Hello folks
I have a question for you gurus of sed or grep (maybe awk, but I would prefer the first two)
I have a file (f1) that says:
(actually, these are not numbers but md5sum, but for simplicity, let's assume these numbers.)
1
2
3
4
5
And I have a file (f2) that says
1|a
1|b
1|c
2|d
2|e
2|f
2|g
3|h
3|i
4|j
4|k
4|l
5|m
5|n
I would like to keep either
- one of each line starting with the same number
1|a
2|d
3|h
4|j
5|m
- or all other lines starting with the same number (I'll chose the most efficient)
1|b
1|c
2|e
2|f
2|g
3|i
4|k
4|l
5|n
I already accomplished miracles with sed and grep on previous steps of my final script, so I hope someone will get something simple for this problem.

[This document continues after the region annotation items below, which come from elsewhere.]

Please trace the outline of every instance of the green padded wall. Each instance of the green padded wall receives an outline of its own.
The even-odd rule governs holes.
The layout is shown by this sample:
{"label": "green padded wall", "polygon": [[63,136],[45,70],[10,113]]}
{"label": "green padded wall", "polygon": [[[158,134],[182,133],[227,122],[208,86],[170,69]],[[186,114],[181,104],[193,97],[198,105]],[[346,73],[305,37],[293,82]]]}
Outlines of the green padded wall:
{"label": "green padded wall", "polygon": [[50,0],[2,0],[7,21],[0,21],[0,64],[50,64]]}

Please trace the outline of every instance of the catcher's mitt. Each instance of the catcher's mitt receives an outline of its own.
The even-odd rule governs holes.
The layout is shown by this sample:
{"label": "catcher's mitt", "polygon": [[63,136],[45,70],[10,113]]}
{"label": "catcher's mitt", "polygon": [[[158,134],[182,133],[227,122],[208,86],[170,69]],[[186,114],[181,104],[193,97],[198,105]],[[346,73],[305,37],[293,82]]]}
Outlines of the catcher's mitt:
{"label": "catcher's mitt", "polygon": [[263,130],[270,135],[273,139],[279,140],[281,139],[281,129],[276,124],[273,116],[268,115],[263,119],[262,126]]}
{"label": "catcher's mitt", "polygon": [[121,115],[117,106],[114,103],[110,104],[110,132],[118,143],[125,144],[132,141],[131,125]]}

Here is what I get with bash (It works but is slow...). Only f2 is needed in this example
while read l; do
n="$md5"; md5="${l%%|*}"
[ "$n" = "$md5" ] && { echo "$l" >> "$TMP1"; }
done < "f2"
In this script, all the second and later lines of similar md5 go to $TMP1 file to be processed later.
All datas are sorted by 1st field
Thank you in advance.